“Mbak, kami masuk dulu ya,” desis Bavik sopan sambil menunduk sedikit, memberi hormat pada ibu tetangga yang berdiri anggun di pagar pembatas rumah mess mereka.
“Ya, cantik,” sahut ibu muda itu dengan suara renyah dan senyum manis khas ibu-ibu yang suka bergosip, tapi tetap ramah.
Karena ibu tetangga itu berdiri cukup dekat dengan pagar sejak Bavik keluar tadi, maka sebelum masuk ke dalam rumah, Bavik mencubit tangan ibu tetangga itu pelan dengan senyuman jahil.
“Aku nggak bawa uang kecil, Bu. Ini saja ya,” kata Bavik sambil mencubitnya perlahan ….
Ibu tetangga cuma nyengir geli, lalu pura-pura menahan tangan Bavik sambil berkata, “Sudah, masuk sana! Tuh, suaminya baru pulang tuh. Mungkin minta ditemani minum teh atau kopi!”
Bavik langsung tertawa kecil sambil melirik Otong yang baru saja berjalan pelan menuju pintu, walau wajahnya tidak terlalu kelihatan tampan, tetapi semuanya lengkap dan berfungsi sempurna, dia dengan gaya lelah khas pria tangguh yang baru pulang kerja keras.

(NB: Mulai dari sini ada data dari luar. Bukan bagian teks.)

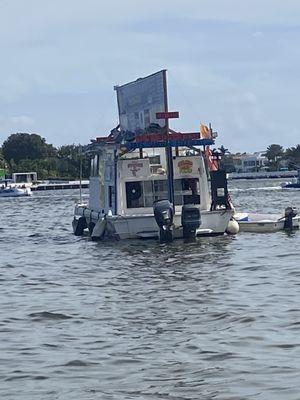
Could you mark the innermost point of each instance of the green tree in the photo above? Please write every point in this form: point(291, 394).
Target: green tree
point(292, 154)
point(274, 154)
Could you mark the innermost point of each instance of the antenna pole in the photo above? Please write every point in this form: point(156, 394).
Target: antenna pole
point(80, 174)
point(169, 155)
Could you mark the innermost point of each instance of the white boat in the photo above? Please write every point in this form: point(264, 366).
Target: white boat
point(14, 191)
point(266, 223)
point(149, 181)
point(294, 184)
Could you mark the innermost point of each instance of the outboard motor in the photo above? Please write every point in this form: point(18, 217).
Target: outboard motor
point(190, 220)
point(163, 213)
point(289, 214)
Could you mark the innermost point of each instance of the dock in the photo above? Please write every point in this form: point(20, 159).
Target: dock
point(60, 185)
point(262, 175)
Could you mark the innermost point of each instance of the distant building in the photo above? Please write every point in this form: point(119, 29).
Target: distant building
point(250, 162)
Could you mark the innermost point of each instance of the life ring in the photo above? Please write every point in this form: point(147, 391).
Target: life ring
point(134, 190)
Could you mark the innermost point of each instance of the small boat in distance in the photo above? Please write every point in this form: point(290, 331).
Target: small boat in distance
point(267, 223)
point(10, 190)
point(295, 184)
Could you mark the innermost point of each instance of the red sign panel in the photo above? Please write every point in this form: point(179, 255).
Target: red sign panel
point(167, 115)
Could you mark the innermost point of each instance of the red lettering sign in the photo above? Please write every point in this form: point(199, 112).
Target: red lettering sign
point(167, 115)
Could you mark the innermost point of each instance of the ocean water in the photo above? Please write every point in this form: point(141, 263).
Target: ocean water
point(214, 319)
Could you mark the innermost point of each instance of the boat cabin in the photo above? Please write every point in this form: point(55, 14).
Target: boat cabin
point(128, 184)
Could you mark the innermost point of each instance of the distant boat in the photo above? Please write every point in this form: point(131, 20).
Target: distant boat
point(266, 223)
point(13, 191)
point(294, 184)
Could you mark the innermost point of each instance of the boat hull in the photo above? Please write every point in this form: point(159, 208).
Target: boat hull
point(263, 223)
point(144, 226)
point(15, 192)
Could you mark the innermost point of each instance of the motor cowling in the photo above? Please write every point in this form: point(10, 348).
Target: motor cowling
point(289, 214)
point(190, 220)
point(164, 214)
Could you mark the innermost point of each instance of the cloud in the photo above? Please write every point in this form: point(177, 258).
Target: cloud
point(229, 64)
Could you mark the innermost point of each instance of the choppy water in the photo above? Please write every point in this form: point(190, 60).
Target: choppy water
point(215, 319)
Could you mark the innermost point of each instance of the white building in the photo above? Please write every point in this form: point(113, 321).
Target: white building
point(250, 162)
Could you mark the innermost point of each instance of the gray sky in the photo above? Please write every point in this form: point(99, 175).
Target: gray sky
point(234, 63)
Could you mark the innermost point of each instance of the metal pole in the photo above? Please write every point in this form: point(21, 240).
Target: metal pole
point(80, 174)
point(169, 155)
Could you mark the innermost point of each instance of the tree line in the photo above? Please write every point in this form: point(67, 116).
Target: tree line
point(277, 158)
point(25, 152)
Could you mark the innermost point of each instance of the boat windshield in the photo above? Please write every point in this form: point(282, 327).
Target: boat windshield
point(143, 193)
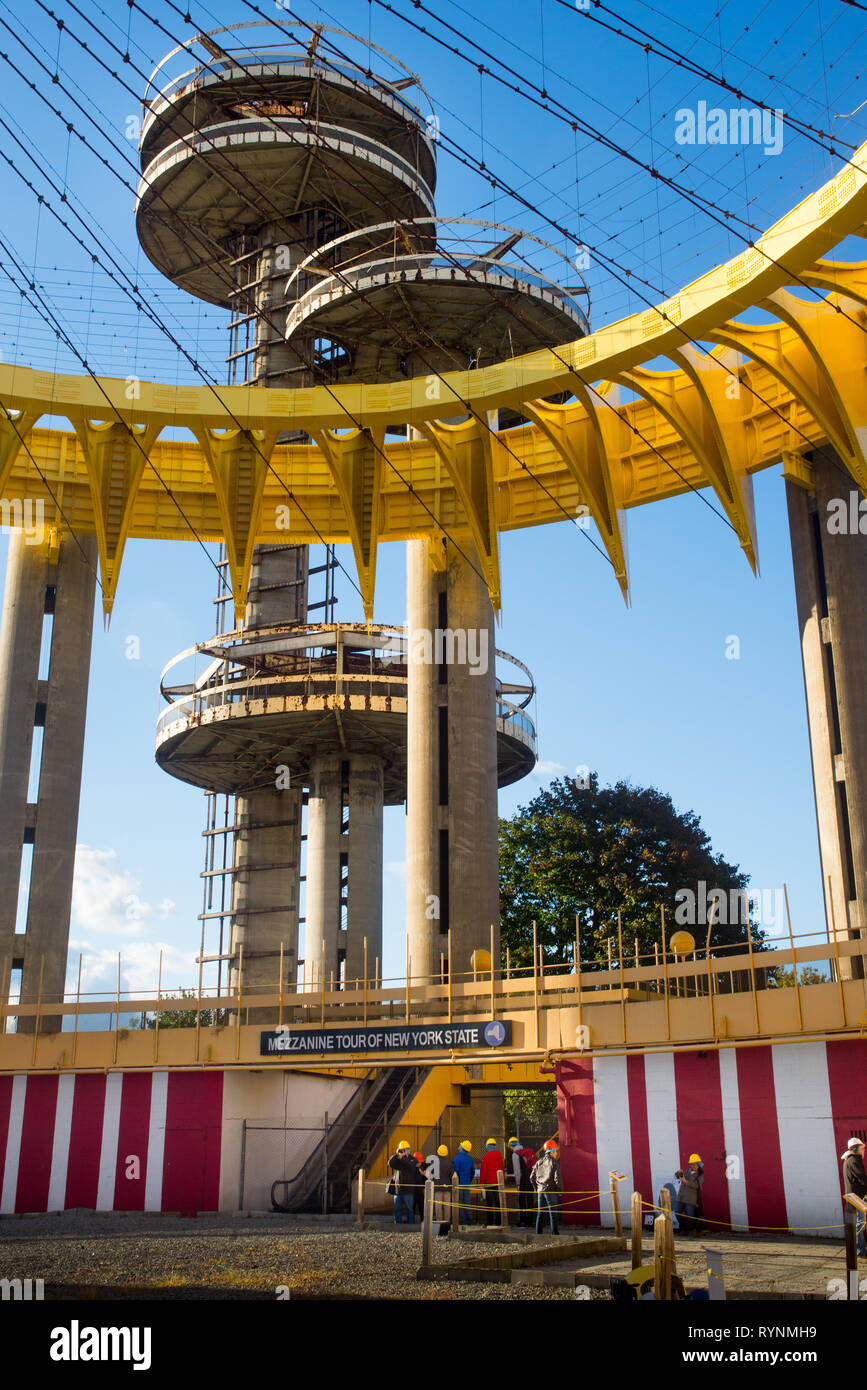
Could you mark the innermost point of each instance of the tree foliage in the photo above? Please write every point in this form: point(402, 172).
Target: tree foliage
point(591, 852)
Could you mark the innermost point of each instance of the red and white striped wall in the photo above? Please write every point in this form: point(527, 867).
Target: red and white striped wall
point(157, 1140)
point(124, 1141)
point(769, 1123)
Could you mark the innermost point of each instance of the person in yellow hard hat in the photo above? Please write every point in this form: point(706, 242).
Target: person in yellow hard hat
point(464, 1168)
point(403, 1183)
point(439, 1171)
point(688, 1205)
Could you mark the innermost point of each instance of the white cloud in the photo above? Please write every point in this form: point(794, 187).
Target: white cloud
point(139, 968)
point(106, 897)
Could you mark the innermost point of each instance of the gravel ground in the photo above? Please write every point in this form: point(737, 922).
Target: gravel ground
point(225, 1257)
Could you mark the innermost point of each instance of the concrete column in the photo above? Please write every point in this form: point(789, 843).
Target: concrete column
point(266, 897)
point(268, 838)
point(830, 562)
point(323, 901)
point(34, 587)
point(364, 912)
point(452, 781)
point(474, 894)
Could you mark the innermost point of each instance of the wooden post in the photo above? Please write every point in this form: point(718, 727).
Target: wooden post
point(851, 1214)
point(39, 1011)
point(662, 1276)
point(427, 1226)
point(503, 1203)
point(716, 1275)
point(623, 988)
point(638, 1215)
point(613, 1186)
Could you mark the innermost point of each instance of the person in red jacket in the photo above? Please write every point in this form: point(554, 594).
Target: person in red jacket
point(492, 1164)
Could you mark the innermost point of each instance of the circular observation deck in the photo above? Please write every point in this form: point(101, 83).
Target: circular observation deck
point(477, 292)
point(246, 136)
point(279, 695)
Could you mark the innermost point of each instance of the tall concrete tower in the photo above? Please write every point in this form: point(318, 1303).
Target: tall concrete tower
point(296, 188)
point(45, 662)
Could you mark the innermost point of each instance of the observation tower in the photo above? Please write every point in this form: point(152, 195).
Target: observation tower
point(293, 186)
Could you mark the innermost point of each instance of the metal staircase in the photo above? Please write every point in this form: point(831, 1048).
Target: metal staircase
point(324, 1182)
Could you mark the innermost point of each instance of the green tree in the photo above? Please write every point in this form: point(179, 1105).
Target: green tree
point(184, 1018)
point(587, 852)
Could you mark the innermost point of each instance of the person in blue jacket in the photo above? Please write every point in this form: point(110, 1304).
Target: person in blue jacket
point(466, 1172)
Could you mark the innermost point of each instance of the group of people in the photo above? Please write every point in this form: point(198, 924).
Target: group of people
point(530, 1173)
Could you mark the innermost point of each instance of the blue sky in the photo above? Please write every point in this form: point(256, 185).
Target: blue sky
point(643, 692)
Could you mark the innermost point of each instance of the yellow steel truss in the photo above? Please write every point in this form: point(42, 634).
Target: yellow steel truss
point(737, 399)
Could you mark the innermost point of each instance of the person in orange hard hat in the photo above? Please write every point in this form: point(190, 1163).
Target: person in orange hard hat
point(492, 1164)
point(688, 1205)
point(548, 1182)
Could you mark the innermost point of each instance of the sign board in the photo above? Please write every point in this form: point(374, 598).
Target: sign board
point(432, 1037)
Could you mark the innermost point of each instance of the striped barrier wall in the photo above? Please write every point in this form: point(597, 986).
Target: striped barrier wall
point(769, 1122)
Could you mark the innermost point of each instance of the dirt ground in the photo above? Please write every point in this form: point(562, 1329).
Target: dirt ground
point(84, 1254)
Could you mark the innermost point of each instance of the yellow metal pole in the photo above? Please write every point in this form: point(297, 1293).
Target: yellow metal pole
point(279, 1012)
point(637, 1230)
point(159, 1001)
point(364, 1001)
point(4, 993)
point(666, 979)
point(623, 988)
point(749, 945)
point(239, 998)
point(785, 894)
point(537, 982)
point(199, 1008)
point(578, 982)
point(713, 1020)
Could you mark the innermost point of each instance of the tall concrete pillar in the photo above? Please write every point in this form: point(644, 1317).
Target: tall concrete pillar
point(65, 588)
point(268, 823)
point(364, 851)
point(324, 873)
point(452, 781)
point(830, 560)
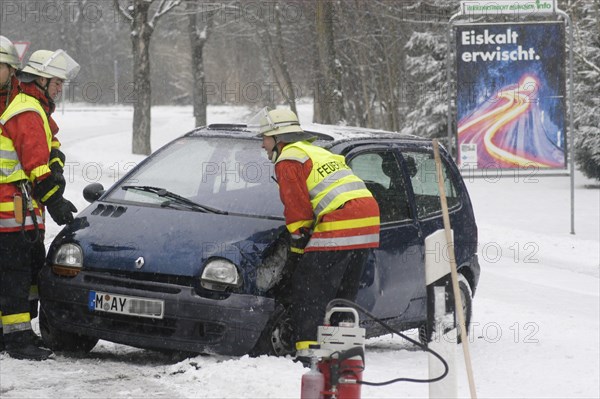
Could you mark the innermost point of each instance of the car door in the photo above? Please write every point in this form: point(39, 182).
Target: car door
point(395, 274)
point(420, 166)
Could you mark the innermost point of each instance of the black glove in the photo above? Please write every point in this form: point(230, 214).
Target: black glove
point(61, 211)
point(50, 189)
point(299, 241)
point(57, 161)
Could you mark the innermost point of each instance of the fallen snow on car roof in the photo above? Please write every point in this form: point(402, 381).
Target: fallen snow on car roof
point(338, 132)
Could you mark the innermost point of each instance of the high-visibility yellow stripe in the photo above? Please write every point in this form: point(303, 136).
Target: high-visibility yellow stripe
point(10, 206)
point(301, 345)
point(301, 223)
point(39, 171)
point(347, 224)
point(50, 193)
point(56, 160)
point(16, 319)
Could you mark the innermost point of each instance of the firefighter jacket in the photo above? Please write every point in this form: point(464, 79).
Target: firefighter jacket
point(25, 141)
point(322, 196)
point(7, 96)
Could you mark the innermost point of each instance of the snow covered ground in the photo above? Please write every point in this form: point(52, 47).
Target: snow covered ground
point(535, 327)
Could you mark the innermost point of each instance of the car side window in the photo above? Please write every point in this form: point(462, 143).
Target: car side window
point(383, 177)
point(423, 177)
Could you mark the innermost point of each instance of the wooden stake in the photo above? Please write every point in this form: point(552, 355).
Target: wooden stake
point(453, 272)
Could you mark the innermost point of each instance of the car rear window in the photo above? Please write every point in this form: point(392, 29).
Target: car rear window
point(423, 177)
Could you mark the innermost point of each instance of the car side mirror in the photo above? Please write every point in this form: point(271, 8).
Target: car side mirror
point(93, 191)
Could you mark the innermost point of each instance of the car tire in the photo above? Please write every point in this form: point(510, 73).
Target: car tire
point(275, 339)
point(58, 340)
point(467, 301)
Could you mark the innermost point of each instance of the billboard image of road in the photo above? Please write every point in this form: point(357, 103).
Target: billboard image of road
point(511, 95)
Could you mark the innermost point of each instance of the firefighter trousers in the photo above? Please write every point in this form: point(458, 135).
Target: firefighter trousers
point(319, 277)
point(20, 261)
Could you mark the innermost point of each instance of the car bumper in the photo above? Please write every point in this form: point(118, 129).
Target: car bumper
point(229, 326)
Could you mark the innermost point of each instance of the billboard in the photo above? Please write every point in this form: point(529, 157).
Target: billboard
point(511, 95)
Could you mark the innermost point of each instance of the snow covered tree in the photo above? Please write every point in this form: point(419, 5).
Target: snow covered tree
point(137, 12)
point(586, 19)
point(200, 25)
point(329, 99)
point(425, 84)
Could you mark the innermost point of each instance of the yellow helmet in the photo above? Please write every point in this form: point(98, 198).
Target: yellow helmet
point(52, 64)
point(8, 53)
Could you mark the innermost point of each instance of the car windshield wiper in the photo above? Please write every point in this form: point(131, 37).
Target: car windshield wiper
point(164, 193)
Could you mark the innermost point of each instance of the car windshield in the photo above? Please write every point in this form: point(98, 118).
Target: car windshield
point(226, 174)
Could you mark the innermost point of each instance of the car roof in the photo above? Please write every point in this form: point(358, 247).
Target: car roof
point(327, 135)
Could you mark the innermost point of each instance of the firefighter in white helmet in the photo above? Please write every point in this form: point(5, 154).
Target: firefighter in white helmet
point(27, 184)
point(331, 215)
point(9, 88)
point(9, 64)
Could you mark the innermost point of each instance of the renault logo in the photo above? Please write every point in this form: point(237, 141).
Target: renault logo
point(139, 262)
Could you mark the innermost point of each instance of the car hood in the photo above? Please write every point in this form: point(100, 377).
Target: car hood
point(170, 241)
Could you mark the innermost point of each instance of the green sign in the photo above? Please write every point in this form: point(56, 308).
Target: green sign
point(512, 7)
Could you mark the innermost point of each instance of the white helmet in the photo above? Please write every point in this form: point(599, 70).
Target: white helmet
point(8, 53)
point(52, 64)
point(282, 123)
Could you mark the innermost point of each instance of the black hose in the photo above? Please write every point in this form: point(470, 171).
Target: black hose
point(346, 302)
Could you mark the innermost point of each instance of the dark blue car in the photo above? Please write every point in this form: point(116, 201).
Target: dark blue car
point(187, 252)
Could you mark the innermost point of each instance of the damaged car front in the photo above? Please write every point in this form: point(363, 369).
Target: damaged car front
point(178, 255)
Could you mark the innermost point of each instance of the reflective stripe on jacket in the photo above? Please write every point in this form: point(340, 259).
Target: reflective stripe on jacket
point(11, 168)
point(345, 214)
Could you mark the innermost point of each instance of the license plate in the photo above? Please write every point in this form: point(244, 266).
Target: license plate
point(120, 304)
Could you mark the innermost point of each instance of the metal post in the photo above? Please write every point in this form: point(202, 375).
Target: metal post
point(571, 149)
point(116, 68)
point(448, 88)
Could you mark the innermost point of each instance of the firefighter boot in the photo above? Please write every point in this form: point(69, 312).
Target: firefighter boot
point(22, 345)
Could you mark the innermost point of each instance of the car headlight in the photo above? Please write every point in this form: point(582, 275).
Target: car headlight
point(219, 274)
point(67, 260)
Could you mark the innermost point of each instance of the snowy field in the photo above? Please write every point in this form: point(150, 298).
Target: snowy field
point(535, 327)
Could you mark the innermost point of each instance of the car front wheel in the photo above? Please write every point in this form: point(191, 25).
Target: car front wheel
point(58, 340)
point(275, 339)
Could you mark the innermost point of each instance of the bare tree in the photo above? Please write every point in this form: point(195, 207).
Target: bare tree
point(329, 101)
point(199, 29)
point(142, 27)
point(272, 45)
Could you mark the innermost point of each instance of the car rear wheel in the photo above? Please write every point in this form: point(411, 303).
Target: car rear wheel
point(58, 340)
point(467, 302)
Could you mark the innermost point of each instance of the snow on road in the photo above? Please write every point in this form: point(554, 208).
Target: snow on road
point(535, 327)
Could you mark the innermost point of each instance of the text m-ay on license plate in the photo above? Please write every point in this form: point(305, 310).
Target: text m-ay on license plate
point(120, 304)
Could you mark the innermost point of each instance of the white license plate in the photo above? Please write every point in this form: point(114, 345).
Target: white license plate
point(111, 303)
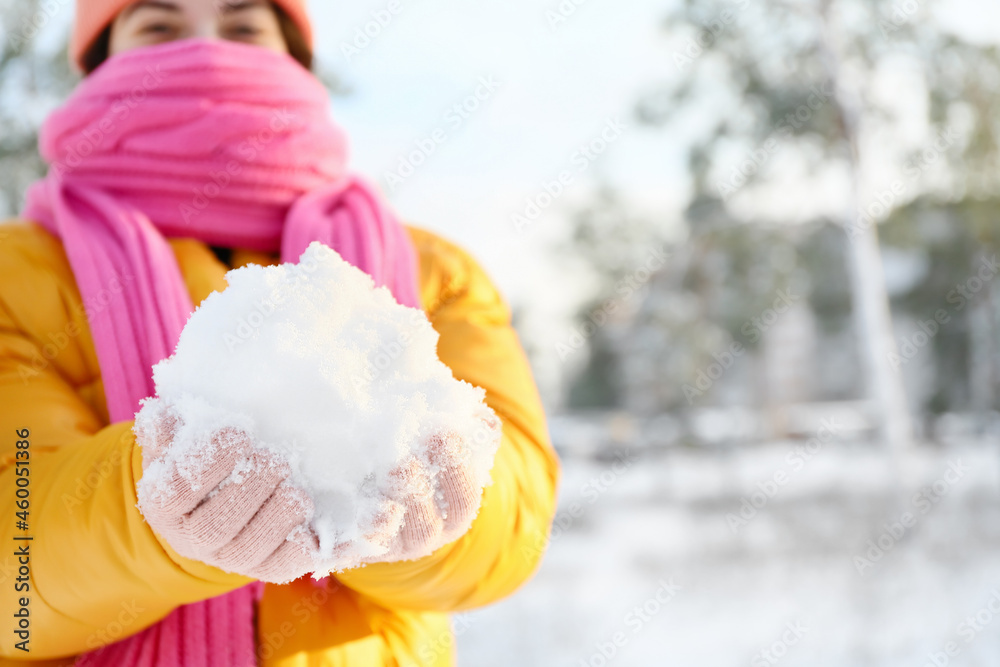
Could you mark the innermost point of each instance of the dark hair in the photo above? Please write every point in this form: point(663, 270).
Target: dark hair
point(297, 46)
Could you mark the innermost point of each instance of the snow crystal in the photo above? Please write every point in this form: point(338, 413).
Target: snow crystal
point(329, 372)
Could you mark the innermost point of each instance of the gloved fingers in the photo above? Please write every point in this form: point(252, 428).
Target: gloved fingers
point(155, 429)
point(287, 508)
point(222, 516)
point(422, 522)
point(182, 493)
point(291, 560)
point(384, 527)
point(457, 497)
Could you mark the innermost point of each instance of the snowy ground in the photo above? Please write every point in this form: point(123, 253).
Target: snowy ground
point(787, 582)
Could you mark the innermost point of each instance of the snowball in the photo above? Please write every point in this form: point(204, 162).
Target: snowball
point(332, 374)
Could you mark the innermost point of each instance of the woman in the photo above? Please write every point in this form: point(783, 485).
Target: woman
point(199, 142)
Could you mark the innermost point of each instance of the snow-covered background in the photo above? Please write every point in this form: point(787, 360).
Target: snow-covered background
point(645, 566)
point(663, 519)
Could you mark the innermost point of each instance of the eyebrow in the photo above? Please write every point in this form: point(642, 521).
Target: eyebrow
point(229, 6)
point(157, 4)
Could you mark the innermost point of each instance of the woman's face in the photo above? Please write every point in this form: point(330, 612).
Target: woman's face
point(149, 22)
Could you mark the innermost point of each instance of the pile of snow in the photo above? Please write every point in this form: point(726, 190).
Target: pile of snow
point(331, 373)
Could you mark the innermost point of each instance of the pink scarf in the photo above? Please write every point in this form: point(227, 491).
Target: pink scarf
point(227, 143)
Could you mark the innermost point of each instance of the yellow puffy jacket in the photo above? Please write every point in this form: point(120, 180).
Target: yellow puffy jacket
point(98, 573)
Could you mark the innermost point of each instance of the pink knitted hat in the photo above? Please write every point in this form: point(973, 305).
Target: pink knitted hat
point(92, 16)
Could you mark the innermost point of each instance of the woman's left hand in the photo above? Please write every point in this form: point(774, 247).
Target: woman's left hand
point(436, 508)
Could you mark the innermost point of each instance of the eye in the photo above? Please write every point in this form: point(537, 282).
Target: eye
point(155, 29)
point(245, 30)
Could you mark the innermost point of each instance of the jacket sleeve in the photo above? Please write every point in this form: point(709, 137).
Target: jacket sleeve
point(507, 539)
point(95, 571)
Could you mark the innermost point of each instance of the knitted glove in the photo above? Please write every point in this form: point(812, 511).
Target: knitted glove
point(232, 506)
point(438, 500)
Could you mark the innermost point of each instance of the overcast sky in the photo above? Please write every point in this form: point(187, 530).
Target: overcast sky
point(552, 88)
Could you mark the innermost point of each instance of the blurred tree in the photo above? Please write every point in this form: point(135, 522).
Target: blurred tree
point(871, 100)
point(952, 298)
point(32, 82)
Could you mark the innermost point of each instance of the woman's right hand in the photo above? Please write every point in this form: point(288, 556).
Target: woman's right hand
point(257, 526)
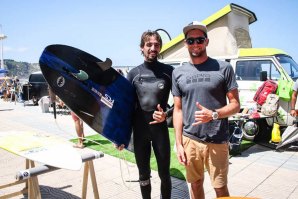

“Bang, katanya butuh ditemani minum kopi tuh,” ujar Bavik menggoda, membuat Otong mengangguk pasrah seperti singa tua yang sudah jinak.
Setelah mengucap pamit sekali lagi, pasangan muda itu masuk ke mess mereka yang mungil namun hangat. Begitu masuk, Otong langsung menaruh sepatunya di rak, walaupun sebelahnya sudah copot solnya akibat dipakai kerja seminggu tanpa istirahat.
Langsung saja dia menuju dapur dan mengambil gelas. Dua, tiga, empat tegukan air putih ia tenggak habis tanpa jeda.
Haus … legaaaa …
Badannya benar-benar kehausan setelah berjalan cukup jauh dari lokasi kerja. Di luar, cuaca memang agak terik meski matahari belum benar-benar garang.
Tapi rupanya, bidadarinya sudah lebih dulu bersiap. Bavik , dengan perut mudanya yang mulai membuncit, telah menyiapkan dua cangkir; satu berisi kopi, satu lagi teh.
Keduanya disiapkan lengkap dengan piring kecil berisi kue kering andalan mereka: nastar dan kue kacang yang rasanya sudah seperti warisan keluarga.
“Kita minum di belakang, Bang!” ujar Bavik dengan semangat.
Otong mendongak, sedikit heran.
“Tapi di belakang itu banyak debu halus, Dek. Nggak bersih. Nanti kamu malah batuk-batuk.”
“Tapi pagi ini, entah kenapa, aku pengin duduk di situ. Sama Abang. Please?” pinta Bavik dengan suara manja yang bisa meluluhkan hati satpam paling galak sekalipun.
Otong menghela napas. Sejak Bavik hamil, mood-nya memang bisa berubah dari pelangi jadi badai dalam dua menit. Maka ia memilih menyerah, damai.
“Ya deh,” jawabnya.
Otong pun membuka pintu belakang mess tempat keduanya dan menyapu pelan lantai semen kasar yang sudah mulai berlumut itu. Ia juga mengelap pagar kayu seadanya.
Setelah itu, ia membawa dua kursi kayu dan sebuah meja kecil dari dalam rumah, meskipun kaki meja itu sudah goyah dan pernah hampir membuat teh tumpah ke celana minggu lalu.
Bavik menyusul dengan hati-hati membawa nampan berisi kopi, teh, dan kue. Otong segera menyambut, mengamankan posisinya di tangan agar tidak tumpah.